Inconsistencies in Image Analysis with GPT-4o-mini Using Low Detail

elianhermitte · September 10, 2024, 4:50pm

Hello OpenAI community,

I’m currently working on a project using the GPT-4o-mini API to analyze images. I’ve noticed inconsistencies in the model’s ability to analyze certain images, and I’m hoping to get some clarification and advice from the community.

Context

Model used: GPT-4o-mini
Task: Image analysis from URLs
Method: Using the ChatCompletion API with the image_url parameter
Detail level: Low (as specified in the API call)

Observed Problem

Some images are successfully analyzed, while others generate a response indicating that the model is not able to analyze images.

Here is an example : “I can’t view or analyze images directly, but if you provide details or text from the image, I can help you understand or summarize that information.”

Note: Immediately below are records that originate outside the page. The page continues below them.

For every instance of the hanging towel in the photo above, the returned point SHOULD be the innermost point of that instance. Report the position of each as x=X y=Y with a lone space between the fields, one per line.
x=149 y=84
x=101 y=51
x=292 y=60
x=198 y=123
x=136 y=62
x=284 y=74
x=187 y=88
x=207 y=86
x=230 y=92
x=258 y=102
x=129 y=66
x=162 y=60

What’s intriguing is that:

The same images that fail to be analyzed once can be successfully analyzed at other times.
The same code works perfectly with a superior model (GPT-4o), without any analysis issues, also using low detail.

Example API Call

response = openai.ChatCompletion.create(
    model="gpt-4o-mini",
    messages=[
        {
            "role": "user",
            "content": [
                {"type": "text", "text": "What are the info on this image?"},
                {
                    "type": "image_url",
                    "image_url": {
                        "url": image_url,
                        "detail": "low"
                    }
                }
            ]
        }
    ],
    max_tokens=500,
)

Questions

Are there specific limitations for GPT-4o-mini in terms of image size, format, or complexity when using low detail that I should be aware of?
Are there any best practices for optimizing image analysis with this particular model and detail level?
Are there any known issues or limitations with GPT-4o-mini regarding image analysis at low detail that could explain this inconsistent behavior?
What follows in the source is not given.